JOHN K. BUTLER “No Rest for Soldiers.” Novelette. Published in Black Mask, October 1936. Not known to have been collected or reprinted.

   It was one of John K. Butler’s Steve Midnight stories in Ron Goulart’s Hard Boiled Dicks (1965/67) that was one of the first pulp detective tales that I ever read. Midnight was a Los Angeles-based cab driver who kept running into dead bodies, and the name of the story was “The Saint in Silver.” I don’t know why, but while the rest of the stories in Goulart’s groundbreaking anthology have faded into memory, on an individual basis, the Steve Midnight story has stayed with me ever since.

   Even though Butler’s name has been long forgotten by everybody else, he wrote well over a hundred stories for the pulps before going on to the movies and TV, with (according to IMDb) 69 credits. What this tells me, more than anything else, is that he could produce vivid, well-constructed storylines meant to keep his audiences reading or watching, and “No Rest for Soldiers” is a prime example.
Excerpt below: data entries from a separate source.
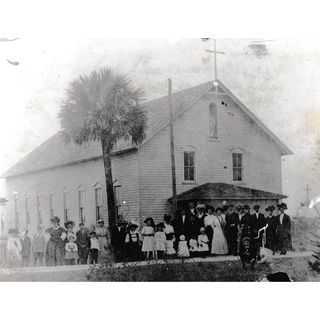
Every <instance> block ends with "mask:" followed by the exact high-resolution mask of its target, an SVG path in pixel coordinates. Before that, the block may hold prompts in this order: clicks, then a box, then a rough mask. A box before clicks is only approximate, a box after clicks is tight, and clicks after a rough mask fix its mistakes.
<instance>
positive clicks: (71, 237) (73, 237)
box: [68, 233, 77, 241]
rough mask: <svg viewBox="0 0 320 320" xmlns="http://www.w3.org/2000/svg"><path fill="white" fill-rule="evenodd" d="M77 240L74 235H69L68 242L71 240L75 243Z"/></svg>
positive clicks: (74, 235)
mask: <svg viewBox="0 0 320 320" xmlns="http://www.w3.org/2000/svg"><path fill="white" fill-rule="evenodd" d="M76 239H77V237H76V236H75V235H74V234H73V233H70V234H68V241H71V240H73V241H75V240H76Z"/></svg>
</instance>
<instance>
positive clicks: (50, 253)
mask: <svg viewBox="0 0 320 320" xmlns="http://www.w3.org/2000/svg"><path fill="white" fill-rule="evenodd" d="M47 233H48V234H49V235H50V238H49V241H48V243H47V250H46V262H47V265H48V266H56V265H62V264H64V247H65V239H66V231H65V230H64V229H63V228H62V227H59V226H58V227H56V228H53V227H52V228H49V229H47Z"/></svg>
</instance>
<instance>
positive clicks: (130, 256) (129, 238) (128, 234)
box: [124, 223, 140, 261]
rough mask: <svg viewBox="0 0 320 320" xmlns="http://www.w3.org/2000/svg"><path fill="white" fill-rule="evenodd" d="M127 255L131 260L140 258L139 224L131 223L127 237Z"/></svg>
mask: <svg viewBox="0 0 320 320" xmlns="http://www.w3.org/2000/svg"><path fill="white" fill-rule="evenodd" d="M124 242H125V250H126V256H127V258H128V260H129V261H137V260H139V247H140V245H139V232H138V226H137V225H136V224H134V223H132V224H130V225H129V228H128V232H127V234H126V237H125V241H124Z"/></svg>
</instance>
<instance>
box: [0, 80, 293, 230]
mask: <svg viewBox="0 0 320 320" xmlns="http://www.w3.org/2000/svg"><path fill="white" fill-rule="evenodd" d="M215 85H216V88H215V89H213V87H212V82H210V83H209V82H208V83H204V84H201V85H198V86H195V87H192V88H189V89H185V90H182V91H179V92H176V93H174V94H173V96H172V99H173V112H174V122H173V125H174V144H175V166H176V187H177V200H178V206H180V205H183V204H184V203H187V202H190V201H193V202H196V201H197V202H201V203H210V204H212V205H213V206H218V205H221V204H222V203H238V202H241V203H248V204H252V203H259V204H260V205H261V206H262V209H263V208H264V207H265V206H267V205H270V204H271V203H274V204H275V203H277V202H278V201H280V200H281V199H283V198H285V197H286V196H284V195H283V194H282V181H281V163H282V160H281V159H282V157H283V156H286V155H290V154H292V152H291V150H290V149H289V148H288V147H287V146H286V145H285V144H284V143H283V142H282V141H281V140H280V139H279V138H278V137H277V136H276V135H275V134H274V133H272V132H271V131H270V130H269V129H268V128H267V127H266V126H265V125H264V124H263V122H262V121H261V120H259V119H258V118H257V117H256V116H255V115H254V114H253V113H252V112H251V111H250V110H249V109H248V108H247V107H246V106H245V105H244V104H243V103H242V102H241V101H240V100H239V99H238V98H237V97H236V96H235V95H234V94H233V93H232V92H231V91H230V90H229V89H228V88H227V87H226V86H225V85H224V84H223V83H222V82H221V81H216V82H215ZM144 108H145V109H146V111H147V119H148V121H147V131H146V138H145V140H144V141H143V143H141V144H140V145H132V144H128V143H126V142H119V144H118V145H117V147H116V148H115V149H114V152H113V156H112V170H113V178H114V189H115V194H116V201H117V207H118V212H119V214H121V215H122V216H123V217H124V218H125V219H127V220H129V221H131V220H135V221H137V222H140V223H141V222H142V221H143V220H144V219H145V218H146V217H149V216H150V217H153V218H154V219H155V220H156V221H159V220H161V219H162V218H163V215H164V214H165V213H167V212H168V211H169V210H170V205H171V200H172V199H171V197H172V179H171V178H172V176H171V158H170V130H169V129H170V128H169V108H168V97H167V96H164V97H162V98H159V99H155V100H152V101H149V102H147V103H145V104H144ZM4 177H5V178H6V186H7V199H8V203H7V222H6V224H7V226H8V227H17V228H19V230H20V231H22V230H24V229H29V230H30V231H34V230H35V229H36V227H37V225H39V224H41V225H43V226H45V227H46V226H48V225H49V220H50V217H51V216H54V215H56V216H59V217H60V219H61V221H62V222H63V221H66V220H70V219H71V220H73V221H75V222H76V223H77V224H78V223H79V222H81V221H83V222H85V224H86V225H87V226H89V225H91V224H95V222H96V220H97V219H100V218H102V219H104V220H105V222H106V223H107V222H108V212H107V202H106V192H105V181H104V179H105V178H104V168H103V160H102V151H101V146H100V143H99V142H91V143H87V144H84V145H82V146H78V145H75V144H73V143H72V142H70V143H66V142H65V141H64V139H63V135H62V133H60V132H58V133H56V134H55V135H54V136H52V137H51V138H49V139H48V140H47V141H46V142H44V143H43V144H42V145H40V146H39V147H37V148H36V149H35V150H34V151H32V152H31V153H30V154H28V155H27V156H26V157H25V158H23V159H21V160H20V161H19V162H18V163H17V164H16V165H14V166H13V167H12V168H11V169H9V170H8V171H7V172H6V173H5V174H4Z"/></svg>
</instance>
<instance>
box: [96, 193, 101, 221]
mask: <svg viewBox="0 0 320 320" xmlns="http://www.w3.org/2000/svg"><path fill="white" fill-rule="evenodd" d="M94 194H95V205H96V220H99V219H101V214H102V188H101V187H98V188H95V189H94Z"/></svg>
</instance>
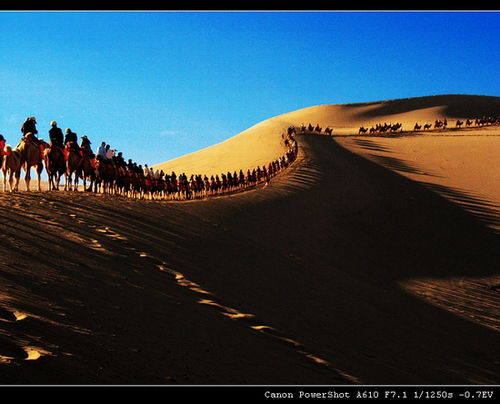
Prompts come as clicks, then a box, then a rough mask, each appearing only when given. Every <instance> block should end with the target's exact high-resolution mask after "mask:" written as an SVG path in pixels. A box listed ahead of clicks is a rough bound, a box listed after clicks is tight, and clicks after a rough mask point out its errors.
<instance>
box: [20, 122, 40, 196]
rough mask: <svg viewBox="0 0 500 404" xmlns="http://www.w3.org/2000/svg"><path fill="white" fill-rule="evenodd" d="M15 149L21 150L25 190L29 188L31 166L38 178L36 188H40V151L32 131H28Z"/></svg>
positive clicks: (21, 156) (35, 139) (29, 182)
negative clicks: (35, 173)
mask: <svg viewBox="0 0 500 404" xmlns="http://www.w3.org/2000/svg"><path fill="white" fill-rule="evenodd" d="M16 149H17V150H19V151H20V152H21V166H22V167H23V170H24V171H25V172H26V176H25V177H24V180H25V182H26V190H27V191H29V190H30V181H31V167H34V168H35V170H36V174H37V179H38V190H39V191H41V190H42V186H41V182H42V178H41V177H42V170H43V164H42V151H41V150H40V144H39V143H38V141H37V139H35V135H33V133H31V132H28V133H27V134H26V135H25V136H24V137H23V138H22V140H21V142H20V143H19V145H17V147H16Z"/></svg>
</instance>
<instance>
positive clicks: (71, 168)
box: [64, 148, 82, 191]
mask: <svg viewBox="0 0 500 404" xmlns="http://www.w3.org/2000/svg"><path fill="white" fill-rule="evenodd" d="M66 156H67V157H66V173H65V175H66V183H65V184H64V190H65V191H71V190H75V191H78V175H77V174H76V171H77V170H78V169H79V168H80V166H81V165H82V157H81V156H80V153H79V151H76V150H74V149H71V148H67V149H66ZM73 174H74V175H75V176H74V180H73ZM73 185H74V188H73Z"/></svg>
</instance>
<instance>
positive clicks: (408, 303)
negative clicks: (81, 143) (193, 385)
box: [0, 95, 500, 385]
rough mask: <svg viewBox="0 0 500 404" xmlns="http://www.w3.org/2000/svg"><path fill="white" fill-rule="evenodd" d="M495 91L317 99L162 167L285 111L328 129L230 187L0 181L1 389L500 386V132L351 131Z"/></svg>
mask: <svg viewBox="0 0 500 404" xmlns="http://www.w3.org/2000/svg"><path fill="white" fill-rule="evenodd" d="M478 97H479V96H478ZM474 100H477V102H478V103H477V104H476V106H475V107H474V108H476V109H474V110H473V111H472V112H471V110H470V109H469V106H471V105H474ZM445 101H446V103H445ZM480 103H483V104H482V105H484V107H485V109H480V108H479V105H480ZM497 103H498V98H496V97H479V98H476V96H460V95H456V96H455V95H450V96H436V98H434V97H422V98H419V99H415V100H412V99H409V100H402V101H400V103H398V100H393V101H390V102H377V103H366V104H359V105H326V106H316V107H311V108H305V109H303V110H299V111H294V112H291V113H288V114H284V115H280V116H278V117H274V118H271V119H269V120H266V121H264V122H262V123H259V124H257V125H255V126H254V127H252V128H250V129H249V130H247V131H245V132H242V133H241V134H239V135H237V136H235V137H234V138H231V139H229V140H228V141H226V142H223V143H221V144H220V145H214V146H213V147H211V148H208V149H205V150H202V151H200V152H196V153H193V154H191V155H188V156H184V157H183V158H180V159H176V160H174V161H171V162H166V163H165V166H164V167H166V168H167V169H169V167H175V170H176V172H177V171H186V174H188V172H189V171H190V170H193V171H194V170H196V171H200V172H201V173H207V174H208V173H209V172H210V170H214V172H219V171H222V172H225V171H227V170H233V167H232V166H231V164H233V163H234V164H238V167H234V170H239V169H240V168H244V167H247V168H250V167H251V166H252V164H266V163H267V162H268V161H269V158H270V157H271V160H272V159H275V158H276V151H279V152H280V153H281V151H282V149H281V148H282V145H281V139H282V134H283V132H284V131H285V130H286V128H287V127H288V126H290V125H294V126H296V127H300V125H301V124H302V123H304V124H306V125H307V124H308V123H309V122H311V123H312V124H313V125H315V124H316V123H319V124H320V125H321V126H322V127H323V128H325V127H326V126H330V127H332V128H333V129H334V131H333V133H332V136H330V135H325V134H324V132H323V133H322V134H321V135H318V134H314V133H298V134H297V139H298V144H299V154H298V156H297V161H296V162H295V163H294V164H293V165H292V166H291V167H290V168H289V169H288V170H287V171H285V172H284V173H283V174H281V175H279V176H277V177H276V178H274V179H273V180H272V181H271V183H270V185H268V186H259V187H256V188H255V189H254V190H251V191H249V192H244V193H240V194H233V195H228V196H221V197H213V198H208V199H204V200H198V201H184V202H179V201H176V202H166V201H150V200H132V199H128V198H122V197H118V196H114V195H108V194H90V193H85V192H73V193H69V192H68V193H65V192H61V193H57V192H30V193H26V192H19V193H14V194H11V193H1V194H0V200H1V202H2V203H1V204H0V214H1V217H2V218H3V220H2V221H0V226H1V231H0V238H1V243H0V262H1V263H2V267H1V268H2V271H1V272H0V280H1V282H0V379H1V380H2V383H3V384H7V385H12V384H27V385H33V384H42V385H43V384H72V385H74V384H111V385H119V384H125V385H131V384H159V385H227V384H229V385H307V384H311V385H351V384H374V385H376V384H389V385H390V384H415V385H417V384H418V385H421V384H498V383H500V366H499V364H500V357H499V356H498V353H497V352H498V350H497V345H498V331H499V329H498V324H499V317H500V316H499V313H498V310H497V308H498V303H499V295H500V293H499V292H498V285H499V281H500V279H499V278H498V276H499V275H498V274H499V263H498V245H499V239H498V237H499V234H498V223H500V222H499V221H498V212H499V211H498V209H497V207H498V206H500V202H499V200H498V198H499V195H498V191H497V187H496V179H497V176H498V173H497V168H496V165H495V164H494V162H495V161H497V160H495V159H496V157H497V152H496V150H498V148H496V146H497V145H498V143H497V142H498V140H497V139H500V136H499V134H500V133H499V132H498V129H497V127H496V126H488V127H481V128H473V129H465V128H463V129H455V128H453V127H452V126H451V125H450V127H449V129H448V130H446V131H439V130H432V131H428V132H423V131H420V132H412V131H408V130H406V131H405V130H404V131H403V132H400V133H396V134H389V135H377V136H360V135H358V134H357V129H358V127H359V126H361V125H369V124H372V123H377V122H380V121H382V122H383V121H385V120H392V119H393V118H395V117H396V118H398V120H399V121H400V122H403V124H404V125H406V124H405V122H408V124H411V126H412V127H413V125H414V123H415V122H414V121H415V120H417V119H418V120H420V119H422V120H423V119H425V120H429V121H433V120H434V119H437V118H441V119H442V118H447V119H449V120H450V122H451V121H453V120H454V119H458V118H460V119H464V118H468V117H470V118H472V117H476V116H483V115H486V114H488V113H489V112H495V110H494V108H492V107H491V106H492V105H498V104H497ZM450 105H451V107H449V106H450ZM486 107H487V108H488V109H486ZM490 107H491V109H489V108H490ZM437 114H439V116H436V115H437ZM492 115H493V113H492ZM499 115H500V114H499ZM403 128H405V126H404V127H403ZM273 148H275V149H273ZM230 150H231V151H234V150H237V153H228V151H230ZM485 151H488V153H485ZM280 153H278V155H279V154H280ZM181 167H182V168H181ZM155 168H156V167H155ZM158 168H159V167H158Z"/></svg>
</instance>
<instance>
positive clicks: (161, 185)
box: [0, 117, 298, 200]
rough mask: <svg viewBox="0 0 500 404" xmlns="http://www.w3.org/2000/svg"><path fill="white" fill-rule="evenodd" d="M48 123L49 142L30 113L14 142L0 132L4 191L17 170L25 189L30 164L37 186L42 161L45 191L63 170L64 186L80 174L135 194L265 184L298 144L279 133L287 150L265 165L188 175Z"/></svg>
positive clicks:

   I don’t know the full history behind it, but the basis for the story is that in 1936  or thereabouts, disabled US soldiers in World War I were given a bonus in cash to help them get along now that they’re back home. Ernie Chappell is once such, now living in a National Military Home. Across the street, though, is a strip of cheap cafés, shady beer joints and honkytonks, all there to take money from the pockets of the vets living in the home, legally or otherwise, with a wink and a nod on the part of the law.

   Ernie, it seems, has been accused of killing of the silent owners of one such establishment. What’s worse is that he woke up in the same room as the dead man, not knowing whether he did it or not. Luckily for him, he has a good friend from the war, now a used car salesman, who decides to investigate on Ernie’s behalf.

   It’s a good hard-driving tale that as the old cliché says, keeps the pages turning – and of course, there’s a woman involved – as well as a head of detectives who decides that going along with City Hall is something he’d rather not do any longer.

   If I were doing an anthology of old detective stories, I’d do my best to include this one.